MNIST Evaluation. The MNIST dataset [12] contains handwritten grayscale digits of size \(28 \times 28\) pixel. There are 60K images of 10 classes for training and 10K for testing. The common factor is the digit class and the varying factor is the intraclass variation. We take image pairs that have the same digit for training, and use our full model \(\mathcal{L}_{AE} + \mathcal{L}_{GAN}\) with dimensions 64 for \(N_\mathbf {v}\) and 64 for \(N_\mathbf {c}\). In Fig. 6(a) and (b) we show the transfer of varying factors. Qualitatively, both our method and [15] perform well. We observe neither the reference ambiguity nor the shortcut problem in this case, probably due to the high similarity of objects within the same category.

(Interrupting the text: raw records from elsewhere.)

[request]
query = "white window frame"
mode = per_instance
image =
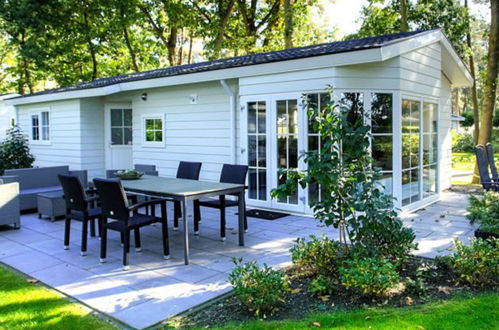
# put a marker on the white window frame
(38, 112)
(153, 144)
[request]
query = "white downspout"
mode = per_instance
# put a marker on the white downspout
(233, 109)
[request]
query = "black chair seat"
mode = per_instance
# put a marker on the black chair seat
(215, 203)
(92, 213)
(135, 221)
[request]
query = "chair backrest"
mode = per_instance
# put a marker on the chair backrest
(483, 167)
(146, 169)
(74, 194)
(114, 203)
(492, 164)
(188, 170)
(233, 174)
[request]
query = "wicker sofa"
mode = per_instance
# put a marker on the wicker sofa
(9, 204)
(33, 181)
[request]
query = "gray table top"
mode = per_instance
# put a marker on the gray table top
(156, 185)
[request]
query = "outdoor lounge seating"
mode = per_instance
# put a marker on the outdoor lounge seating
(78, 207)
(230, 174)
(9, 204)
(187, 170)
(115, 207)
(483, 169)
(33, 181)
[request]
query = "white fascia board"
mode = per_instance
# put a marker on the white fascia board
(340, 59)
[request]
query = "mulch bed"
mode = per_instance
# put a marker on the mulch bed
(300, 303)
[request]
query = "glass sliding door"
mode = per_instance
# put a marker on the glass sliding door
(257, 150)
(411, 127)
(430, 149)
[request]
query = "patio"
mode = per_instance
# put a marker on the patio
(155, 289)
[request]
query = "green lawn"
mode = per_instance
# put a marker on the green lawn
(478, 312)
(25, 305)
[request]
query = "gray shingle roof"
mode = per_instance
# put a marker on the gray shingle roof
(239, 61)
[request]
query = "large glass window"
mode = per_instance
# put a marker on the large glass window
(121, 126)
(257, 150)
(430, 148)
(40, 126)
(411, 127)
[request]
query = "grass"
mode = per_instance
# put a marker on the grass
(25, 305)
(463, 312)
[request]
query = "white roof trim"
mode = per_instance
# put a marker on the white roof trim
(455, 69)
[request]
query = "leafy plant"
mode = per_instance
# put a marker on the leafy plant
(485, 211)
(369, 277)
(477, 264)
(317, 255)
(14, 151)
(261, 290)
(321, 285)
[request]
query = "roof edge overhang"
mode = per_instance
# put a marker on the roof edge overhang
(455, 69)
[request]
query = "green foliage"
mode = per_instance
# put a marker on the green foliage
(317, 255)
(477, 264)
(14, 151)
(322, 285)
(485, 210)
(369, 277)
(462, 142)
(261, 290)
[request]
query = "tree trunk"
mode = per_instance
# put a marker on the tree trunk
(288, 24)
(404, 26)
(490, 81)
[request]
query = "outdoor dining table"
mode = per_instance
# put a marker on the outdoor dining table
(185, 190)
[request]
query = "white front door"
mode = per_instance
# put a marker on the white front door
(119, 137)
(273, 139)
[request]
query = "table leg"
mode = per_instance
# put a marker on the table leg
(186, 231)
(241, 214)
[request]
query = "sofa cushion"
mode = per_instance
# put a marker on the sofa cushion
(36, 191)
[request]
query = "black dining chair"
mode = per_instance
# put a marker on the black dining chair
(79, 207)
(186, 170)
(125, 218)
(483, 169)
(492, 165)
(230, 174)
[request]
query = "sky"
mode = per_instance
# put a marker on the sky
(344, 14)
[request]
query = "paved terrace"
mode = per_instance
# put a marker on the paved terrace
(155, 289)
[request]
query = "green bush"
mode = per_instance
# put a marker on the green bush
(317, 255)
(261, 290)
(462, 142)
(369, 277)
(321, 285)
(485, 211)
(14, 151)
(478, 264)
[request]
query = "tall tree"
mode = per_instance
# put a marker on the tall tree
(490, 80)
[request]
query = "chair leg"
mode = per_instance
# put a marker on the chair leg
(222, 217)
(84, 237)
(67, 229)
(126, 250)
(138, 246)
(103, 243)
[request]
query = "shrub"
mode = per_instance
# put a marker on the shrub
(478, 264)
(261, 290)
(369, 277)
(462, 142)
(14, 151)
(317, 255)
(485, 210)
(322, 285)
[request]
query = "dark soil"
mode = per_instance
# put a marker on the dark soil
(436, 284)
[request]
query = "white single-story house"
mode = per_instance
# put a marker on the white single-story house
(248, 110)
(7, 114)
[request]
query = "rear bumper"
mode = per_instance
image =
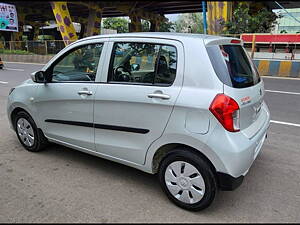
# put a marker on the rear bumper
(227, 182)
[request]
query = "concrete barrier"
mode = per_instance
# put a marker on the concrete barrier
(279, 68)
(26, 58)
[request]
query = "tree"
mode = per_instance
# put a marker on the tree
(194, 20)
(261, 21)
(167, 26)
(116, 23)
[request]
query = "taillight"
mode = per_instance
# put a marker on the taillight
(227, 111)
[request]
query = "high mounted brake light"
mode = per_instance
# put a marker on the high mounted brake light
(227, 112)
(234, 41)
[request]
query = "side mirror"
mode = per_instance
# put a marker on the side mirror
(135, 67)
(38, 76)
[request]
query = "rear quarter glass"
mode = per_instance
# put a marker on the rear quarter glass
(233, 66)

Sprites Evaluation. The Sprites dataset [19] contains \(60 \) pixel color images of animated characters (sprites). There are 672 sprites, 500 for training, 100 for testing and 72 for validation. Each sprite has 20 animations and 178 images, so the full dataset has 120K images in total. There are many changes in the appearance of the sprites, they differ in their body shape, gender, hair, armour, arm type, greaves, and weapon. We consider character identity as the common factor and the pose as the varying factor. We train our system using image pairs of the same sprite and do not exploit labels on their pose. We train the \(\mathcal{L}_{AE} + \mathcal{L}_{GAN}\) model with dimensions 64 for \(N_\mathbf {v}\) and 448 for \(N_\mathbf {c}\). Figure 6(c) and (d) show results on the attribute transfer task. Both our method and [15] transfer the identity of the sprites correctly, the reference ambiguity does not arise.

Fig. 6.
figure 6

Renderings of transferred features. In all figures the varying factor is transferred from the left column and the common factor from the top row. (a) MNIST [15]; (b) MNIST (ours); (c) Sprites [15]; (d) Sprites (ours).

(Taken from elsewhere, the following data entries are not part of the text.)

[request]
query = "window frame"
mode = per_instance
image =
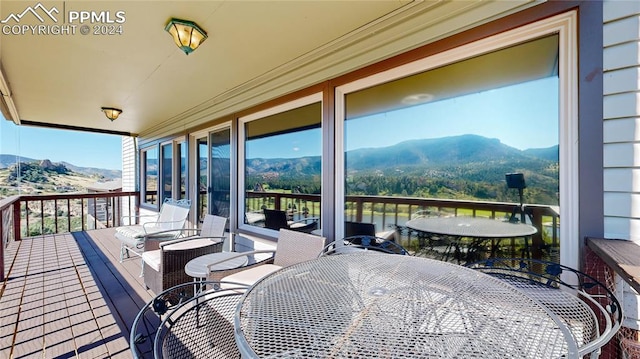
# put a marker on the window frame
(143, 177)
(175, 171)
(240, 169)
(565, 25)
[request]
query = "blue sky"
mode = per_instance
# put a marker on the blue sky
(79, 148)
(522, 116)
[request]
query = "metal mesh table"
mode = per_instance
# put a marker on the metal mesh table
(368, 305)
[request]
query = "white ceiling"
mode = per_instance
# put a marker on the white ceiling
(255, 50)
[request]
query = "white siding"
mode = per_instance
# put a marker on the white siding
(621, 110)
(621, 132)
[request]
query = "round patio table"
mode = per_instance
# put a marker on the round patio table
(477, 229)
(198, 268)
(370, 305)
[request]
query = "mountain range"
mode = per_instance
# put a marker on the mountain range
(445, 152)
(8, 160)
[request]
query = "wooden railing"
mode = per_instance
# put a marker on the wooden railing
(25, 216)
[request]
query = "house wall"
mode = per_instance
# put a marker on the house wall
(621, 144)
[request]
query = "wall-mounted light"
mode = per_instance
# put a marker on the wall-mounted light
(111, 113)
(186, 34)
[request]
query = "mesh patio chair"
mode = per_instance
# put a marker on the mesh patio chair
(293, 247)
(590, 310)
(166, 225)
(178, 325)
(358, 243)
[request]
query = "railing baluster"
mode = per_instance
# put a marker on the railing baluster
(41, 216)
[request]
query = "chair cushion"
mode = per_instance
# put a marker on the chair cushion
(152, 259)
(251, 275)
(135, 231)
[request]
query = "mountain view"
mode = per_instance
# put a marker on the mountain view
(469, 167)
(45, 177)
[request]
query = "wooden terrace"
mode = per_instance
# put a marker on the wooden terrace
(67, 296)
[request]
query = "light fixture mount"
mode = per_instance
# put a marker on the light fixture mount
(112, 113)
(186, 34)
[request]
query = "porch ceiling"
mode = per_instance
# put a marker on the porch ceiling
(256, 50)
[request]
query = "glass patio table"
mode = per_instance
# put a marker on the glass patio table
(370, 305)
(477, 229)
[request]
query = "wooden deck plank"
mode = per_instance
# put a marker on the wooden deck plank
(67, 296)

CUB Evaluation. The CUB birds dataset [24] contains 12K images of 200 bird species. In our model we choose the bird species as the common factor and used the same settings as for ShapeNet. The results on attribute transfer can be seen on Fig. 7a.

CelebA Evaluation. The CelebA dataset [14] contains 200K face images. It contains labelled binary attributes such as male/female, old/young and so on. We used the same settings as for ShapeNet, and trained separate models, where the common attribute was one of the labelled ones. The results on attribute transfer can be seen in Fig. 7b.

Fig. 7.
figure 7

Attribute transfer on CUB and CelebA datasets. (a) CUB birds, where the pose is taken from the leftmost column and the species is taken from the topmost row. (b) CelebA, the first row shows the original image and each subsequent row shows the change of the following attributes: gender, glasses, mouth-open.

5 Conclusions

In this paper we studied two fundamental challenges of disentangling factors of variation: the shortcut problem and the reference ambiguity. The shortcut problem occurs when all information is stored in only one feature subvector, while the other is ignored. The reference ambiguity means that the reference in which a factor is interpreted, may depend on other factors. This makes the attribute transfer ambiguous. We introduced a novel training of autoencoders to solve disentangling using image triplets. We showed theoretically and experimentally how to avoid the shortcut problem through adversarial training. Moreover, our method allows using arbitrarily large feature dimensions, which simplifies the design of the autoencoder model. We proved that the reference ambiguity is inherently present in the disentangling task when weak labels are used. Most importantly this can be stated independently of the learning algorithm. We demonstrated that training and transfer of factors of variation may not be guaranteed. However, in practice we observe that some trained models work well on many datasets and exhibit good attribute transfer capabilities.